Pour les banques commerciales, la traduction est immédiate. Chaque tension sur les réserves peut se répercuter sur la disponibilité de devises, sur la vitesse de traitement des paiements internationaux, et sur la perception du risque pays par les correspondants étrangers. Même lorsque les opérations continuent, la “prime d’incertitude” remonte : elle renchérit le coût du trade finance, pèse sur certaines lignes de crédit, et peut durcir les conditions de financement de l’économie réelle.

La réponse de la BEAC : restaurer le signal de discipline monétaire

Face à une trajectoire de réserves revue à la baisse, la banque centrale a un levier classique : le prix de la liquidité. Et la session de décembre 2025 a aussi été marquée par un ajustement de politique monétaire. Une décision publiée après la réunion du 15 décembre acte un relèvement des taux directeurs : le TIAO passe de 4,50% à 4,75% et la facilité de prêt marginal de 6,00% à 6,25%.

Dans la lecture orthodoxe, ce mouvement répond à plusieurs objectifs en même temps : contenir les tensions inflationnistes importées, éviter une surchauffe du crédit là où elle existe, et surtout protéger l’ancrage externe de la monnaie en réduisant, à la marge, la pression sur la demande de devises. Dans les faits, l’efficacité dépendra de la transmission : si le resserrement monétaire assainit la demande interne sans étouffer les secteurs productifs, il peut contribuer à stabiliser le besoin de paiements extérieurs. Mais si le choc provient surtout de facteurs budgétaires, de la structure des importations ou du cycle des matières premières, le taux ne fait pas tout.

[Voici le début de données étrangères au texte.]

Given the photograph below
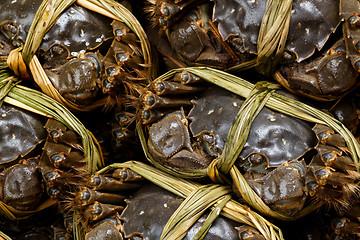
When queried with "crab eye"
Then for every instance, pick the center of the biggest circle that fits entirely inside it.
(123, 175)
(357, 45)
(185, 77)
(357, 65)
(56, 134)
(322, 175)
(54, 192)
(118, 134)
(165, 10)
(339, 49)
(329, 157)
(85, 195)
(149, 100)
(339, 224)
(312, 188)
(246, 235)
(107, 85)
(159, 87)
(354, 21)
(97, 209)
(123, 57)
(256, 158)
(163, 22)
(120, 32)
(57, 158)
(95, 181)
(324, 135)
(96, 62)
(145, 115)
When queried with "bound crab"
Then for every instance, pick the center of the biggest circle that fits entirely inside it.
(107, 213)
(288, 162)
(314, 57)
(108, 56)
(21, 186)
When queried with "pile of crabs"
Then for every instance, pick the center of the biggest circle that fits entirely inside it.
(150, 93)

Un test pour les politiques publiques… et pour l’écosystème bancaire

La séquence de fin 2025 remet au centre une question que la Cemac connaît bien : la stabilité extérieure ne se joue pas seulement à la banque centrale. Elle dépend de la discipline budgétaire, de la capacité à sécuriser des financements concessionnels, de la qualité de l’exécution des dépenses, mais aussi de la manière dont les économies diversifient leurs recettes d’exportation.

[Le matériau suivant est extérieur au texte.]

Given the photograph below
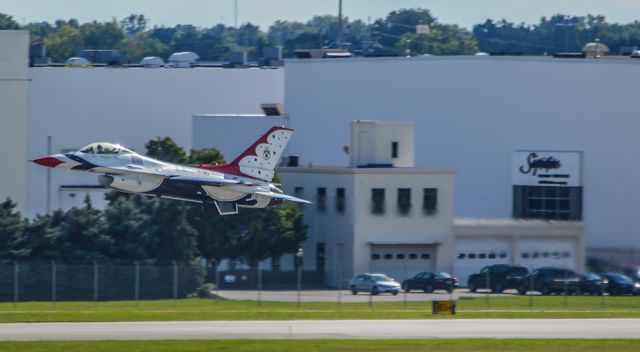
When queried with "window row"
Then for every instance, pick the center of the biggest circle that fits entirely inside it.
(411, 256)
(378, 200)
(555, 255)
(403, 202)
(491, 255)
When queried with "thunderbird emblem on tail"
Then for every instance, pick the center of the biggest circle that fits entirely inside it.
(244, 182)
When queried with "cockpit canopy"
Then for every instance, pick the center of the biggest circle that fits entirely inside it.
(104, 148)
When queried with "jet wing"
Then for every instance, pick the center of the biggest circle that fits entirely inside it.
(283, 197)
(202, 181)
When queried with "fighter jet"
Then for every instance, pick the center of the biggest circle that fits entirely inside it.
(244, 182)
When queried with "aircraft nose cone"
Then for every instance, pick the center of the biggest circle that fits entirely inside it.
(48, 161)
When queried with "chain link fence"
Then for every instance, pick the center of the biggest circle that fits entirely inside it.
(98, 282)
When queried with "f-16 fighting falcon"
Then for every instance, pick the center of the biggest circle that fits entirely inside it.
(244, 182)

Pour le secteur bancaire, l’enjeu est double. D’un côté, la hausse des taux directeurs recompose les arbitrages sur la liquidité et peut renchérir le crédit, à un moment où les entreprises cherchent déjà à absorber des coûts élevés. De l’autre, la tension sur les réserves rappelle que l’activité bancaire en zone Cemac reste intimement liée aux équilibres externes : plus les devises se raréfient, plus l’intermédiation financière se retrouve exposée aux frictions du commerce international, aux délais de règlement et à la volatilité de la confiance.

En creux, la révision des prévisions de réserves est aussi un message politique : la période où l’on pouvait compter sur une accumulation “automatique” des devises, portée par des prix favorables ou des appuis externes réguliers, n’est jamais acquise. La Cemac entre ainsi dans une phase où la crédibilité des trajectoires annoncées se gagne moins par les communiqués que par la cohérence, mois après mois, des décisions budgétaires, des réformes et de la gestion des paiements externes.

À l’approche de 2026, l’attention du marché se portera sur un point précis : la capacité de la région à reconstituer un coussin de réserves sans multiplier les mesures qui freinent l’activité. La BEAC a donné un signal monétaire. Reste à voir si l’ensemble de la chaîne économique suivra, assez vite, pour éviter que l’épisode de l’été 2025 ne devienne une nouvelle norme.